Pendekatan Push Policy seperti ini sudah dijalankan di beberapa rute yang sudah berjalan seperti dimulai Blok M-Alam Sutera, Cawang Sentral-Vida Bekasi, Lebak Bulus-Sawangan, Blok M-PIK 2, Blok M-Botani Square, dan sekarang sudah sampai ke Bekasi-Dukuh Atas. Namun kembali lagi, bahwa nyatanya okupansinya masih naik perlahan alias belum sepenuhnya maksimal sehingga wajar saja perlu ada pendekatan evaluatif lagi.

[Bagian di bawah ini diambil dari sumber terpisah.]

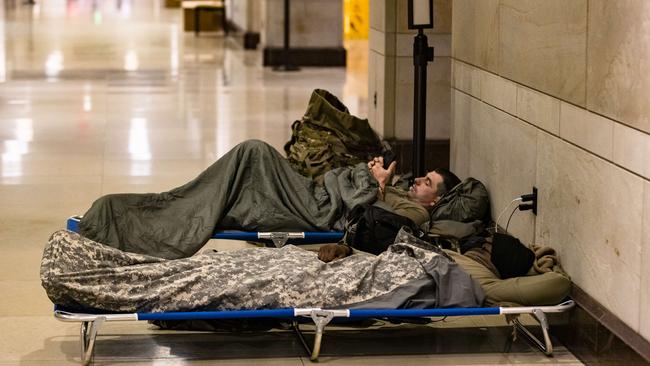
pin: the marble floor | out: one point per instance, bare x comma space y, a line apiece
99, 97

Baik, sebenarnya yang perlu digarisbawahi juga. Sembari memastikan pemaksimalan rute baru. Mungkin Pemprov DKI juga perlu buka ruang koordinasi kepada penyangga yang mana ditengahi juga dengan Kementerian Perhubungan yang mana mungkin mereka bisa ambil celah membantu. Pendekatan First Mile-Last Milenya mungkin belum masuk untuk menyesuaikan feedering sampai ke kawasan Permukiman. Ini juga perlu ditekankan karena rerata Halte Transjakarta di Penyangga yang sudah terbangun terkesan agak menjarak dengan Permukiman.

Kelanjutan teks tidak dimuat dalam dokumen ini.